Expressing different forms of TDP-43 led to unique, consistent behavioral impairments, and cytoplasmic expression enabled a long-term model that is amenable for testing palliatives against either hindlimb or forelimb symptoms. The cytoplasmic TDP-43 expression appeared soluble in this study, but future approaches could induce aggregation in situ. Studying the formation of TDP-43 inclusions in the cytoplasm could help address if inclusions are necessary for neuronal loss in mammalian systems and help to develop strategies to block inclusions from forming. Relative to transgenic mice, these consistent data support that a vector-based approach can expedite hypothesis testing for a variety of protein isoform constructs.

Materials and Methods

DNAs and AAVs. The transgene expression cassette included the AAV2 terminal repeats, the hybrid cytomegalovirus/chicken β-actin promoter, the WPRE, and the bovine growth hormone polyadenylation sequence (-TR2-CBA-WPRE-pA-TR2-).26 There were separate constructs with DNA inserts for GFP, human wild-type TDP-43,33 human TDP-43 with mutations in the NLS (K82A, R83A, K84A),10 a C-terminal myc epitope tag, and a C-terminal fragment of human TDP-43 (amino acids 220-414).10 The helper and AAV9 capsid plasmids to make AAV9 were from James Wilson (University of Pennsylvania, Philadelphia, Pennsylvania).38 The GFP, TDP-NLS, or TDP-25 DNAs were individually packaged into AAV9 using a previously described method.39 The final stocks were sterilized by Millipore (Billerica, MA) Millex-GV syringe filters, aliquoted, and stored frozen. Encapsidated genome copies were titered by dot-blot, with all preps containing over 3 × 1013 vg/ml. Equal dose comparisons were made by normalizing titers with the diluent, Lactated Ringer's solution (Baxter Healthcare, Deerfield, IL). Over the course of the study, two batches of the GFP control, two batches of the NLS TDP-43, and four batches of the TDP-25 AAV9 vectors were tested, which yielded consistent results across batches.

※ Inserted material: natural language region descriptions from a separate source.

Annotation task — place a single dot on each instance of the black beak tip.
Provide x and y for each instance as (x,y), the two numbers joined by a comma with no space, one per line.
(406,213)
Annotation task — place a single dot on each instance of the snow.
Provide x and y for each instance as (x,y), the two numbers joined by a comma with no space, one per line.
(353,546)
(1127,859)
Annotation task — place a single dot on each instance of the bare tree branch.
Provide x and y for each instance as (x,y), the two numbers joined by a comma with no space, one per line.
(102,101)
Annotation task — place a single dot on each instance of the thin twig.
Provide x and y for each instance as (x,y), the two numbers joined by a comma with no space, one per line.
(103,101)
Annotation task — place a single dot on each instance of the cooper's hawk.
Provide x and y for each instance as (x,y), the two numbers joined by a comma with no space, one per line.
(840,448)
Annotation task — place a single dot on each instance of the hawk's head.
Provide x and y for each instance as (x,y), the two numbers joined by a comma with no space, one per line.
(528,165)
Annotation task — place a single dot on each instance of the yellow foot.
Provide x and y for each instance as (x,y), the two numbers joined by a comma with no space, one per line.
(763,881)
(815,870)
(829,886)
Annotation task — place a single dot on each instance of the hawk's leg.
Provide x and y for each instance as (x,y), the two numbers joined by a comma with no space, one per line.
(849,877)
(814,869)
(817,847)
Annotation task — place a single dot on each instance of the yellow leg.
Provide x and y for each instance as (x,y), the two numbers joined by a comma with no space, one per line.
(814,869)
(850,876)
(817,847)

Animals, timeline, dosing, vector injections. Animal use totaled 82 subjects across eight litters of Sprague-Dawley rats (Harlan, Indianapolis, IN). Gene transfer occurred at postnatal day 1, and the animals were studied for up to 24 weeks as indicated. Both genders were used in the study. Wild-type TDP-43 AAV9 (N = 1) was run at a dose of 2 × 1012 vg. The GFP AAV9 and the NLS TDP-43 AAV9 were run at two doses: 2 × 1012 vg (8–11 rats injected/group) and 6 × 1012 vg (14–17 rats injected/group). For the high dose, this is equivalent to 1 × 1015/kg since the newborn rats typically weigh 6 g. The TDP-25 AAV9 was run at a dose of 4.5 × 1012 vg (16 rats injected), because we were limited by the titer of our TDP-25 AAV9 preps, so the high dose was only approximated in the TDP-25 group. Intravenous injections to neonatal rats were performed by a veterinarian with extensive experience (E.A.O.). A total of 100 μl of AAV9 was loaded into a 1 ml syringe coupled to a 30 gauge needle. Using a lighted magnifying glass, the temporal vein of the rat was centered between the left thumb and forefinger of the veterinarian. The syringe was aligned and bridged to the table with the right hand of the veterinarian. A proper injection causes a visible blanching of the temporal vein without any swelling (blebbing) of any tissue. Based on experience, the injection procedure is highly consistent, as are the gene transfer results upon reaching the endpoint.14 Tattoo ink (Spaulding Color, Voorheesville, NY) was gently injected into the paws by the veterinarian for identification. The pups were placed on a heating pad and under a lamp to recover before being returned to the mother cage. Weaning was at 3 weeks. All animal procedures followed protocols approved by our institutional Animal Care and Use Committee as well as the National Institutes of Health Guide for Care and Use of Laboratory Animals.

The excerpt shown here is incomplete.